Direct debits versus cash
Consumer preference towards cash donations is reinforced by customer data, included for the first time within the Halifax Giving Monitor, which shows that only just over a third (36.5%) of customers** have donated to charity by either direct debit, standing order, credit card or faster payment in the last year. The percentage of customers giving to charity by these identifiable methods has increased by 7.3% in the last year, amounting to £833million. During this time, 2.8million customers made regular donations by direct debit, averaging £82 per donor.
While payments through Just Giving, Virgin Money Giving and Paypal made up just 6.7% of identifiable customer spend in the last year, this is an increase of 12% on the previous year, when only 6% of identifiable spend was through these channels.
People over 65 are the most likely to donate through their bank account, with two fifths (40%) of customers in that age range making a donation in this way. The over 65s are also responsible for the highest donation amounts, averaging £96 per donor compared to £60 for all donors.
Nick Young, Head of Halifax Current Accounts said: “With ever increasing numbers of our customers choosing the convenience of online and mobile banking, it is surprising that many are not embracing the digital age when it comes to charitable donations, despite being a very generous nation.”
“Consumers clearly prefer the convenience of donating spare cash to charities, but those who like to make more regular donations should consider setting up a direct debit or standing order. This will allow people to plan their donations by choosing the amount, date and regularity of when they are made and may allow the charity to claim the tax back on the donation through gift aid”.
One in five (19%) charity donors admitted to donating more to charity in the last 12 months than they did in the previous year. Three quarters of charity donors (76%) are giving more or
the same than they did before the economic downturn in 2008, but one in five (19%) continue to give less. Only one in 10 (12%) admitted to giving less to charity in the last 12 months.
Top of the tables
The most popular charity to give to in 2014 was Cancer Research***, which received donations from over half a million customers. Cancer Research was also donated the largest amount of money from customers, receiving over £25million in total.

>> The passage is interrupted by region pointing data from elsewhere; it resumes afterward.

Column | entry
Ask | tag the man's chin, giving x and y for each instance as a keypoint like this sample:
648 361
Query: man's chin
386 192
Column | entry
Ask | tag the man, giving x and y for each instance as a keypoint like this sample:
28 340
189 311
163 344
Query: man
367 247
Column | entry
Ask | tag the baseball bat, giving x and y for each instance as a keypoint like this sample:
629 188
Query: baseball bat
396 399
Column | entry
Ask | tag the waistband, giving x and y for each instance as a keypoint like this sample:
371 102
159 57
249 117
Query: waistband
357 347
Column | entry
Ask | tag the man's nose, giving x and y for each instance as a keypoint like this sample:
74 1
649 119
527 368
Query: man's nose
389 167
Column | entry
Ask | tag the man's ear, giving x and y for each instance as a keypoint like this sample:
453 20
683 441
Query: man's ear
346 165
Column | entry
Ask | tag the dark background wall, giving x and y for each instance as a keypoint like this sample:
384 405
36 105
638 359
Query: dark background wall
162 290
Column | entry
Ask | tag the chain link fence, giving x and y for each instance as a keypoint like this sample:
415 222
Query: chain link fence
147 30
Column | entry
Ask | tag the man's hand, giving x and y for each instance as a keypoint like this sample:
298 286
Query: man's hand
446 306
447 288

The top 10 charities favoured by customers remain unchanged from the previous year, and account for 15% of the total amount donated.

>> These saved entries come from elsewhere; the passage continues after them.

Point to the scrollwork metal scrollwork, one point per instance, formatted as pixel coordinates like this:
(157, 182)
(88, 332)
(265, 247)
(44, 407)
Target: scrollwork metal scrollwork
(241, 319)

Other charitable statistics: Four out of five female charity donors (80%) have given money to good causes within the last 12 months compared to three quarters of males (75%). 61% of donors in Scotland have given money to charity in the last month, more than any other region in the UK. In the south east, 17% of charity donors gave via Justgiving or another online giving site, more than the national average and more than any other region in the UK.